Hello, pest control? Yes, I have these noisy little critters. They got into the snacks, made a mess of the place and keep calling me mom.
Me: I’ve joined a 12-step program.
Friend: That’s great. What are you trying to get off of?
Me: The treadmill very quickly
“I’m a night owl”
all owls are night owls. you are a regular owl.
If you keep laughing then you’ll always have the last laugh.
taking myself on a date tomorrow I really hope I put out
you’re born holding the world record for “newest baby” but the very first thing you do is lose that record to a newer baby. welcome to life.
Welcome to Psychic Abilities 101.
Today’s class was just rescheduled for tomorrow. If you’re here now, you failed.
I’m not proud
Quit doubting my abilities, I can drive with one hand and crash the car with the other…
[rap battle]
[my opponent attempts to drop the mic, but I stealthily tied it to his finger so it just comes back up like a yo-yo]
Apple is releasing new product information today.
That explains why yesterday my husband said that his watch isn’t staying charged anymore.
$120 for a tire rotation? trust me they rotate. buddy how do you think i got here
Them: Awwww, congrats! Are you about 6 months along?
Me: Nah, just ate a burrito supreme.
Them: I THINK IT’S TWINS!!!
If I had a nickel for every time I had a nickel I would just continue getting nickels until I had all the nickels.

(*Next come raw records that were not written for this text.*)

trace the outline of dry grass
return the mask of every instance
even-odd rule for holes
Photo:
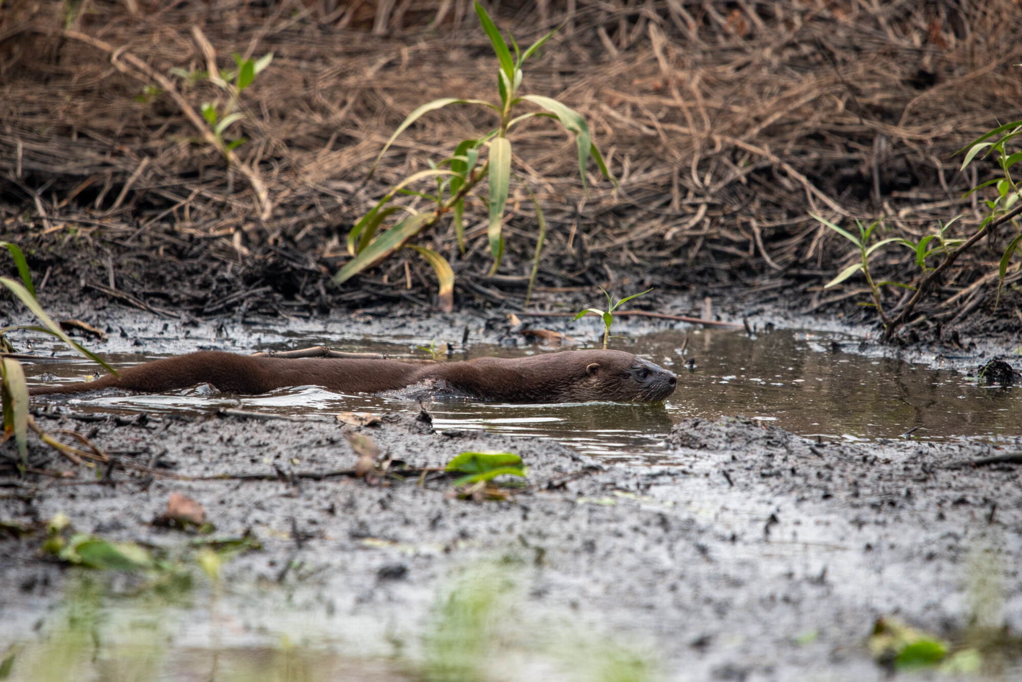
[[[761,284],[775,275],[818,285],[846,249],[807,220],[809,210],[834,220],[886,214],[915,235],[965,212],[966,231],[980,218],[975,202],[960,197],[984,176],[963,177],[953,153],[1022,108],[1012,66],[1022,61],[1022,20],[1010,0],[518,4],[503,2],[496,13],[521,42],[565,22],[526,68],[525,91],[584,113],[620,180],[615,189],[591,176],[587,197],[563,133],[537,124],[512,137],[515,161],[547,207],[541,277],[557,287],[629,278]],[[493,124],[468,108],[430,114],[364,183],[416,105],[496,97],[496,58],[466,0],[36,7],[0,15],[0,220],[8,233],[32,230],[25,238],[40,245],[66,240],[62,228],[74,226],[77,239],[136,259],[144,260],[140,249],[201,256],[213,263],[207,279],[232,263],[235,289],[269,282],[314,300],[326,295],[323,276],[346,257],[347,228],[388,183]],[[437,12],[442,21],[429,26]],[[134,99],[157,84],[129,55],[164,76],[204,67],[193,26],[222,68],[232,50],[276,55],[245,91],[249,141],[237,150],[268,187],[265,221],[251,183],[196,142],[183,112],[182,100],[197,109],[223,100],[221,91],[175,78],[181,98]],[[115,50],[112,59],[97,41]],[[508,256],[491,281],[482,276],[484,228],[476,227],[481,203],[467,209],[464,259],[448,225],[431,235],[451,256],[463,297],[505,300],[495,282],[518,284],[526,274],[535,218],[514,185],[509,211]],[[890,258],[891,269],[911,261],[908,251]],[[384,263],[341,298],[421,298],[431,276],[412,265]],[[981,275],[975,269],[966,261],[948,281],[969,284]],[[125,286],[143,299],[152,287]],[[216,312],[223,298],[207,287],[191,293],[175,292],[175,302]]]

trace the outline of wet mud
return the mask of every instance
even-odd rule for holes
[[[164,339],[183,331],[161,335],[159,324],[143,318],[121,322],[112,327],[123,326],[125,337],[111,334],[108,343],[126,358],[182,345]],[[383,325],[366,326],[378,332],[374,324]],[[480,344],[499,346],[501,330],[487,330],[484,320],[409,321],[402,331],[407,345],[428,344],[438,329],[460,335],[465,326],[482,330]],[[337,329],[347,331],[323,334],[324,342],[354,349],[365,336],[350,324]],[[659,329],[621,328],[647,333],[636,343],[654,350],[657,334],[666,333]],[[288,334],[305,344],[312,332]],[[856,350],[844,333],[836,342]],[[144,353],[131,345],[133,336]],[[216,326],[198,327],[188,338],[191,349],[293,345],[270,327],[226,325],[219,336]],[[693,353],[696,339],[690,332]],[[710,353],[700,352],[701,364]],[[960,360],[963,383],[964,370],[981,354]],[[828,346],[809,357],[827,364],[844,355]],[[930,364],[940,361],[933,357]],[[39,379],[56,366],[30,369]],[[731,373],[713,374],[721,381]],[[703,377],[698,390],[719,386],[710,373]],[[800,389],[788,381],[783,390]],[[682,405],[684,394],[676,395]],[[414,661],[438,586],[493,556],[513,557],[527,572],[520,610],[568,615],[638,642],[671,680],[886,679],[865,646],[876,619],[895,616],[958,636],[976,617],[970,584],[977,556],[1003,576],[1004,623],[1022,629],[1017,424],[995,438],[921,441],[872,432],[860,439],[659,407],[640,420],[649,434],[642,447],[621,439],[601,455],[564,445],[570,440],[563,434],[540,437],[535,423],[515,436],[493,424],[459,424],[450,415],[445,421],[443,402],[425,405],[432,420],[406,404],[379,409],[379,426],[351,427],[333,418],[334,404],[304,416],[292,405],[268,409],[279,419],[239,419],[215,413],[237,407],[236,400],[211,399],[219,402],[190,411],[148,409],[144,419],[137,406],[52,401],[38,417],[47,430],[84,433],[123,466],[109,468],[103,481],[84,473],[2,478],[0,519],[32,527],[59,512],[83,532],[172,547],[190,536],[152,522],[173,493],[194,499],[217,535],[248,533],[262,546],[224,568],[229,593],[219,618],[231,626],[218,641],[225,648],[273,645],[286,635],[353,660]],[[240,408],[251,408],[247,398]],[[561,416],[560,428],[606,426],[616,408],[631,409],[605,406],[603,418],[588,412],[575,422]],[[746,411],[754,408],[749,400]],[[837,409],[828,402],[821,411]],[[526,487],[512,489],[507,500],[473,501],[453,496],[451,478],[439,473],[370,485],[346,473],[358,455],[345,432],[368,436],[387,458],[416,472],[464,451],[515,452],[529,467]],[[0,446],[0,456],[13,453],[10,443]],[[31,456],[41,467],[69,468],[38,443]],[[52,626],[68,572],[39,546],[38,532],[0,538],[0,641],[31,641],[36,629]],[[207,646],[196,633],[210,632],[210,614],[200,606],[188,614],[173,633],[174,646]],[[402,679],[400,668],[379,679]],[[1020,672],[1009,663],[1001,674]],[[527,667],[503,674],[529,679]]]

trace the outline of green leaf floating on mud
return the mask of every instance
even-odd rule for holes
[[[528,467],[521,462],[521,457],[511,452],[462,452],[448,462],[446,471],[468,474],[454,482],[462,486],[478,481],[491,481],[498,476],[525,477]]]

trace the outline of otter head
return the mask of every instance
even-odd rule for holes
[[[586,366],[591,399],[656,402],[678,387],[678,376],[658,364],[631,353],[603,353]]]

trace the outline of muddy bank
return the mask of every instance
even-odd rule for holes
[[[973,616],[970,557],[983,552],[1004,576],[1001,613],[1022,628],[1019,465],[982,459],[1017,452],[1018,439],[1002,448],[823,443],[692,420],[670,431],[655,466],[623,467],[550,441],[435,433],[404,416],[361,430],[412,469],[466,450],[522,456],[526,489],[473,502],[452,498],[439,475],[422,485],[317,480],[356,464],[336,421],[47,426],[85,431],[118,461],[152,471],[114,466],[103,482],[7,478],[0,517],[38,526],[62,512],[84,532],[168,547],[187,536],[151,522],[173,492],[193,498],[218,535],[250,533],[262,545],[225,569],[224,608],[243,624],[225,646],[305,627],[345,654],[392,655],[400,640],[414,659],[437,585],[495,552],[527,568],[526,611],[570,614],[640,641],[668,679],[883,679],[863,645],[876,618],[960,632]],[[267,480],[194,480],[253,474]],[[38,533],[0,542],[0,639],[31,640],[40,618],[44,632],[52,626],[43,615],[66,571],[40,555]],[[253,597],[268,585],[277,596]],[[253,599],[274,617],[253,618]],[[194,630],[208,615],[192,619]]]

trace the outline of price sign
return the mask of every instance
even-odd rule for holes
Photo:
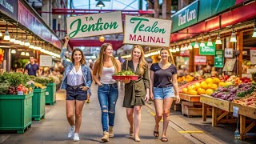
[[[233,116],[238,118],[239,107],[233,106]]]

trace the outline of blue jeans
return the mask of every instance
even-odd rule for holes
[[[103,84],[98,86],[98,97],[102,109],[102,129],[103,131],[109,131],[108,126],[114,126],[115,105],[118,98],[118,85]]]

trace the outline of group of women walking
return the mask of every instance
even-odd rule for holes
[[[154,100],[155,106],[155,126],[152,134],[159,137],[159,122],[163,117],[162,133],[162,142],[167,142],[166,130],[170,119],[170,109],[173,98],[177,98],[179,102],[177,70],[171,61],[170,53],[162,48],[160,50],[161,60],[153,63],[149,74],[148,63],[144,58],[141,46],[133,47],[131,58],[121,62],[113,57],[113,47],[110,43],[101,46],[98,59],[95,62],[91,74],[86,65],[85,56],[79,49],[74,49],[71,55],[71,62],[65,58],[69,38],[65,37],[65,43],[61,52],[65,67],[62,89],[66,90],[66,118],[70,126],[68,138],[79,141],[78,132],[82,122],[82,111],[92,78],[98,86],[98,97],[102,110],[102,125],[103,136],[102,141],[108,142],[114,137],[114,123],[115,106],[118,98],[118,82],[112,79],[112,75],[121,70],[131,70],[138,75],[138,80],[125,79],[125,95],[122,106],[126,108],[126,117],[130,123],[130,135],[136,142],[140,142],[139,129],[141,124],[141,109],[145,102]],[[150,75],[150,77],[149,77]],[[74,115],[75,118],[74,118]],[[128,131],[128,130],[127,130]]]

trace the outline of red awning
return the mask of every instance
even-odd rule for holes
[[[73,46],[101,46],[103,43],[111,43],[114,50],[118,50],[122,46],[122,41],[105,40],[103,42],[98,40],[70,39],[69,44]]]

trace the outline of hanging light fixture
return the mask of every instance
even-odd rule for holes
[[[195,42],[194,42],[194,49],[198,49],[199,48],[197,38],[195,38]]]
[[[217,36],[217,38],[216,38],[215,44],[217,44],[217,45],[222,44],[222,40],[221,40],[221,36],[219,35],[219,33],[218,33],[218,36]]]
[[[235,32],[234,32],[234,29],[233,29],[233,30],[232,30],[231,38],[230,38],[230,42],[237,42],[237,38],[236,38],[236,35],[235,35]]]
[[[254,20],[254,34],[253,34],[253,36],[252,37],[256,37],[256,20]]]
[[[179,51],[178,45],[177,45],[177,46],[176,46],[176,51]]]
[[[19,45],[21,46],[24,46],[25,45],[25,42],[23,42],[23,34],[22,34],[22,40],[21,40],[21,42],[19,43]]]
[[[25,55],[26,55],[26,56],[30,56],[30,53],[26,52]]]
[[[10,42],[15,42],[15,38],[14,38],[14,30],[11,30],[11,34],[12,34],[12,38],[10,38]]]
[[[31,36],[32,36],[32,40],[31,40],[31,43],[30,43],[29,48],[34,49],[34,45],[33,45],[33,35],[31,35]]]
[[[211,42],[210,34],[209,34],[207,46],[213,46],[213,42]]]
[[[11,50],[10,53],[11,54],[16,54],[16,50]]]
[[[3,37],[3,40],[9,41],[10,39],[10,34],[8,32],[8,23],[6,21],[6,32],[5,32],[5,36]]]
[[[26,34],[26,42],[24,44],[26,46],[30,46],[30,43],[29,42],[29,40],[27,39],[27,34]]]
[[[200,43],[200,46],[206,46],[206,44],[205,44],[205,42],[203,41],[203,36],[202,37],[202,41],[201,41],[201,43]]]
[[[98,2],[96,4],[97,7],[105,7],[105,4],[102,1],[98,1]]]

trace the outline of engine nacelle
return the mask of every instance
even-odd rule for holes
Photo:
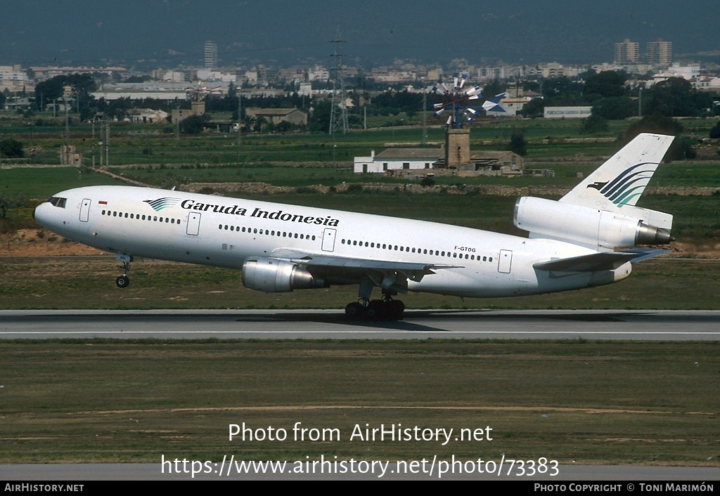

if anne hathaway doesnt say anne hatharrived every time she walks into a room she’s wasting a great opportunity
So many things changing daily.
For example, now DTF stands for Don’t Touch my Face.
“Fake news,” I whisper to myself, as the scale shows I gained another pound.
°pulls up to drive-thru°
[ME] ONE NUMBER 4 WITH A COKE
[FREIND] aren’t you on a diet
[ME] oh yeah..AND A BOOK ABOUT MANNERS FOR MY FRIEND
Looks at today’s news…. hears Benny Hill theme.
listening to jazz: do any of them know what the other ones are playing
Me: *confronts childhood bully* I’ve been waiting for this day
Bully: OH YEAH?
Me: *calls my mom & whispers* I’m in a little trouble here
Honestly, silica gel must be absolutely delicious considering how much effort they put into convincing us not to eat it.
I think people who “like” bloody Mary’s are lying
Cold vodka tomato soup? Let’s be serious
At camp today, there were animals for show and tell. When I picked-up, the counselors announced in front of my kids that they did so well holding them that we should get some and I just want to know what I did to make the counselors hate me
Kid: There’s a monster living in my closet
Monster: do you have any idea how expensive a studio apartment is in this neighborhood
My friend’s company gave harmonica keychains to the kids at the family holiday party because they apparently want their employees to hate being at home more than they hate being at work.